Pour certains des parcours scolaires chaotiques, pour d’autres un chemin plus ou moins tranquille vers le bac… Les écarts de réussite entre les élèves ont toujours existé et ont toujours questionné les politiques éducatives de notre pays. Globalement, les origines de ces inégalités de niveaux et de parcours prennent racine dans les différences de niveaux socio-économiques. Les enfants de parents cadres, professions intermédiaires ou indépendants réussissent en effet davantage leurs études et sont plus nombreux à être bacheliers que les élèves issus de milieu social moins favorisé. Et même si ces derniers ont réussi à s’ouvrir l’accès à l’enseignement supérieur au fil des générations, les inégalités scolaires sont encore très marquées aujourd’hui.
Plan de l'article
Tous les trois ans, l’étude du Programme international pour le suivi des acquis des élèves (PISA), piloté par l’OCDE, réitère des conclusions assez alarmantes sur les inégalités scolaires en France.
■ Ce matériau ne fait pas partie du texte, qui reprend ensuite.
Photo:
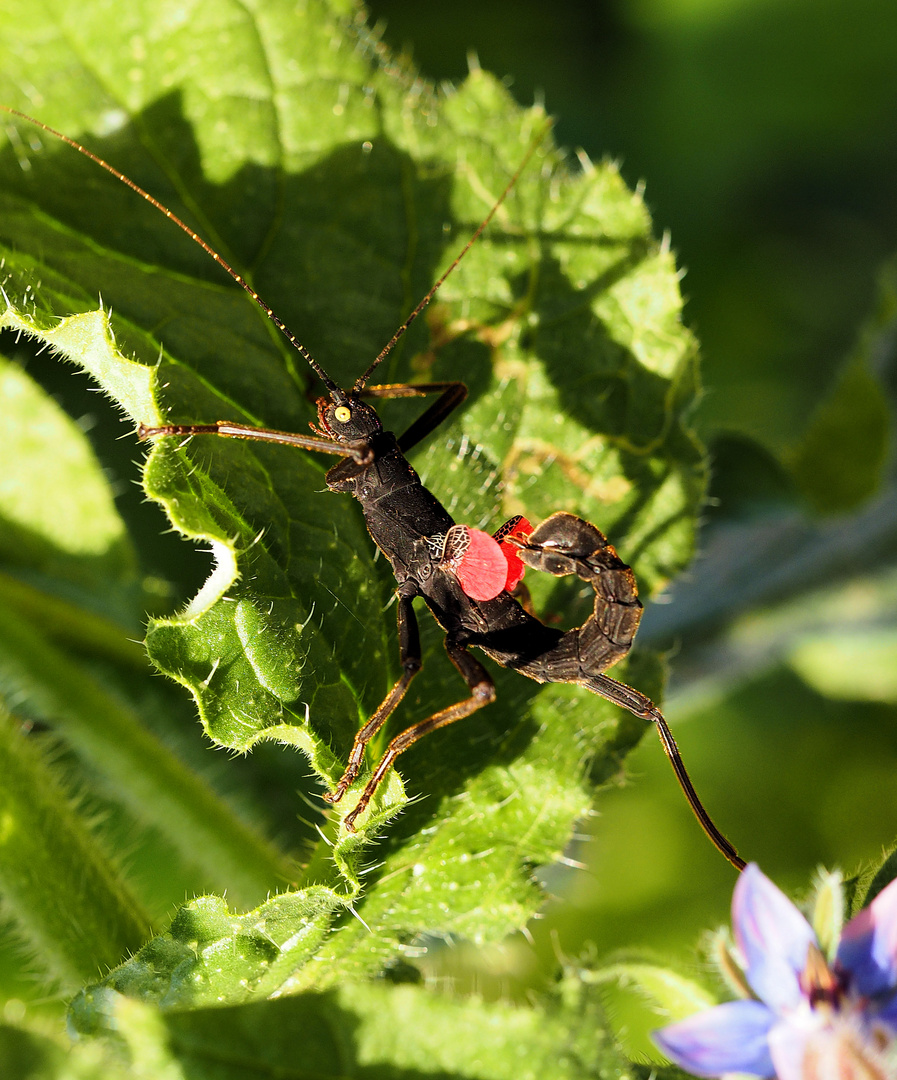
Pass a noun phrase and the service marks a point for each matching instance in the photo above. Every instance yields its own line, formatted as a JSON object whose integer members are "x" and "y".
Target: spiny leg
{"x": 566, "y": 544}
{"x": 483, "y": 692}
{"x": 409, "y": 650}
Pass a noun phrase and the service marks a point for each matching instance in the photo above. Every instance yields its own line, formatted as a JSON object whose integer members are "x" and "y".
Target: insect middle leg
{"x": 483, "y": 692}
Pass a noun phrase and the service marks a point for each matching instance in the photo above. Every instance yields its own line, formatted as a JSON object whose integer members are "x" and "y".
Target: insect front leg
{"x": 566, "y": 544}
{"x": 483, "y": 692}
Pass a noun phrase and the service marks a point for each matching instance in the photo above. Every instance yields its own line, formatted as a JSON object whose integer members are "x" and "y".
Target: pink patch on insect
{"x": 483, "y": 569}
{"x": 515, "y": 566}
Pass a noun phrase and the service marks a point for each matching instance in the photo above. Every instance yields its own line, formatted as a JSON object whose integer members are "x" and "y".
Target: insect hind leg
{"x": 483, "y": 692}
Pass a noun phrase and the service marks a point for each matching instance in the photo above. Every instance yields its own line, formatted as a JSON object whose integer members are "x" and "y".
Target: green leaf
{"x": 341, "y": 187}
{"x": 68, "y": 901}
{"x": 640, "y": 996}
{"x": 369, "y": 1030}
{"x": 841, "y": 458}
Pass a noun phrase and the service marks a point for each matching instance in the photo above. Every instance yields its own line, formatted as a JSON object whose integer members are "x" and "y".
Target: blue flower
{"x": 811, "y": 1017}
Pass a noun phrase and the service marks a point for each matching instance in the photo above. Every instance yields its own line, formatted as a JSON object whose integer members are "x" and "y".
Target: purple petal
{"x": 729, "y": 1038}
{"x": 773, "y": 936}
{"x": 886, "y": 1012}
{"x": 788, "y": 1050}
{"x": 868, "y": 948}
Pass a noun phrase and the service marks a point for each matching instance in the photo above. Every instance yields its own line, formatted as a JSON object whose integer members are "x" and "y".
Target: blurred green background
{"x": 765, "y": 135}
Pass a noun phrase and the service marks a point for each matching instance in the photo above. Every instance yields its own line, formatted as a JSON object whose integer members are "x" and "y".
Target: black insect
{"x": 470, "y": 580}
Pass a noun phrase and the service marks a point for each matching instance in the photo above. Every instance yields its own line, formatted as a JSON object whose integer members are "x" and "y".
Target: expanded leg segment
{"x": 565, "y": 544}
{"x": 483, "y": 692}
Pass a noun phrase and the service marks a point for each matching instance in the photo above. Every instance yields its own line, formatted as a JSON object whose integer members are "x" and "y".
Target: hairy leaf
{"x": 341, "y": 186}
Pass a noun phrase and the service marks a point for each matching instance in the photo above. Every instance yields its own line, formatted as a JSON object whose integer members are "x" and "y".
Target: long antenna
{"x": 388, "y": 348}
{"x": 328, "y": 382}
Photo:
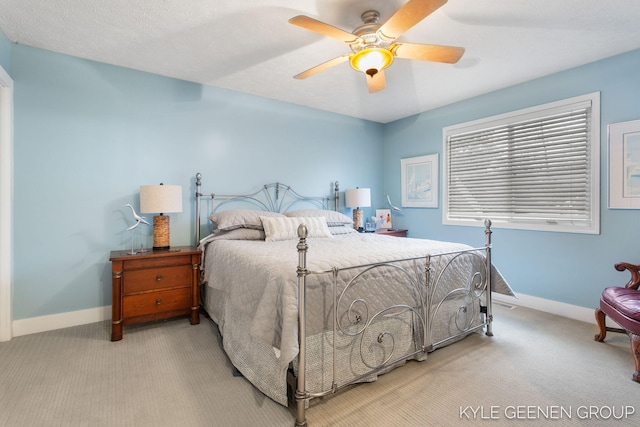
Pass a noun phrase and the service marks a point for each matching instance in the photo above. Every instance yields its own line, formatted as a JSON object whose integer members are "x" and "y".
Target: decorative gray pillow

Et surtout, le PISA confirme un fait propre à notre pays : davantage que dans les autres pays de l’OCDE, les inégalités scolaires reposent sur les conditions socio-économiques des élèves.
« La France est l’un des pays de l’OCDE où le lien entre le statut socio-économique et la performance dans PISA est le plus fort », précise la dernière étude publiée en 2018. Encore plus éloquent, parmi les élèves ayant de bons résultats dans PISA, un sur cinq ne prévoit pas de faire des études supérieures quand il vient d’un milieu défavorisé alors que cette proportion est très faible quand il vient d’un milieu favorisé.
Un double constat s’impose : les élèves issus de classes socio-économiques moins favorisées ont des résultats plus faibles, et même s’ils sont bons, affichent moins d’ambition pour poursuivre des études supérieures. Les inégalités sont donc bien creusées et accentuées par l’origine sociale des élèves. Ce qui pose un problème de société suivant : comment le système éducatif peut-il corriger ces déterminismes sociaux et appliquer le principe d’une école juste, valorisant les élèves au mérite et non selon leur origine sociale ?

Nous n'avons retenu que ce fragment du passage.